This perspective is important in relation to continued learning in tapestry and art. It took me awhile after James died to realize that I had to move forward with my art in my own way. He wasn't here anymore for me to follow, and in a lot of ways, this was a gift. I started paying much more attention to the wider tapestry community and was able to make my bubble bigger.

Here is a specific example. I took a workshop from Joan Baxter in September. She creates breathtakingly beautiful work which is very grounded in the land, narrative, and subtle color shifts. Her work is misty and questioning and full of depth, very different from mine, and I adore it. Changes in the foundations of what I've been doing for many years like the thickness of the warp, the style and bundling of the yarn, and design ideas were eye opening for me.
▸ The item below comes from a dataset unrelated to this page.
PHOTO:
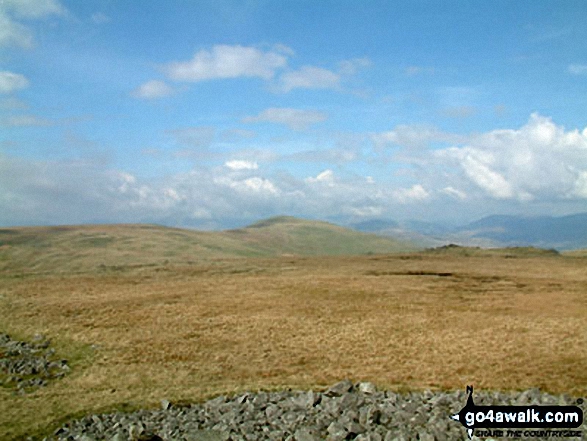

I am smack dab in the middle of a lot of change in my own process... wait, that is called being an artist, isn't it? I have been dyeing yarn for a week and loving almost every minute of it (the questions of the clerks at Walgreens when I go to get a propane tank refill at 10 pm are getting a little old... they always ask me if I'm grilling tonight as in, "Grilling in this snow?" or "Little late for a barbeque, isn't it?"). Piles of new colors are making their way through a sampling process. Soon I'll have some final picks and the big loom will be warped.

What changes do you experience in your process which are started by a new teacher or a new discovery? I'd love to hear about it! (Comments! They're below!)


  1. love the drawing of the mirrix spring!

  2. I find being an artist is all about embracing change, entertaining new possibilities and problem solving. It is a reflective path and one must have time, quiet headspace and continuous learning in order to keep a healthy studio practice. As much heads down work that weaving requires, I've also learned to look up and around for new discoveries and teachers. Sometimes they appear where we least expect to find them.

    1. Thanks Mandy. This seems so true to me. I struggle with the balance between spending the time buried in my own work, having to spend a lot of energy putting myself online, and then looking and taking advantage of learning experiences. Just trying to make the bubble bigger a bit every day I guess.

  3. I have always liked to follow rules. There has always been comfort in having the instructions for doing things the "right way". I have a gazillion books in my fiber library that attest to this quest for the "answer".
    Remembering that there are many ways to weave and/or breaking the rules is a challenge for me. I long for the early days when I wove and just winged it. Sometimes I see something I wove years ago and think, how did I do that?!
    I love all of the teachers I have had and have taken up their knowledge like a sponge, but I need to remember that I'm weaving for myself. No one is grading me anymore!

  4. Ha ha! What's funny is: recently my eyes and artistic mind have had a huge growth spurt, even at 57! I just passed, by an inch, the halfway done mark in a 16" tall x 48" wide, woven sideways, piece and making sure that I keep with the same style all the way through as I initially planned. Talk about mixing bobbins, I feel as though mine are like an Edward Munch palate. Now too on smaller pieces I am working on refining my new knowledge of styles. Super cool fun! gotta go weave now…. I love the process, battles and all.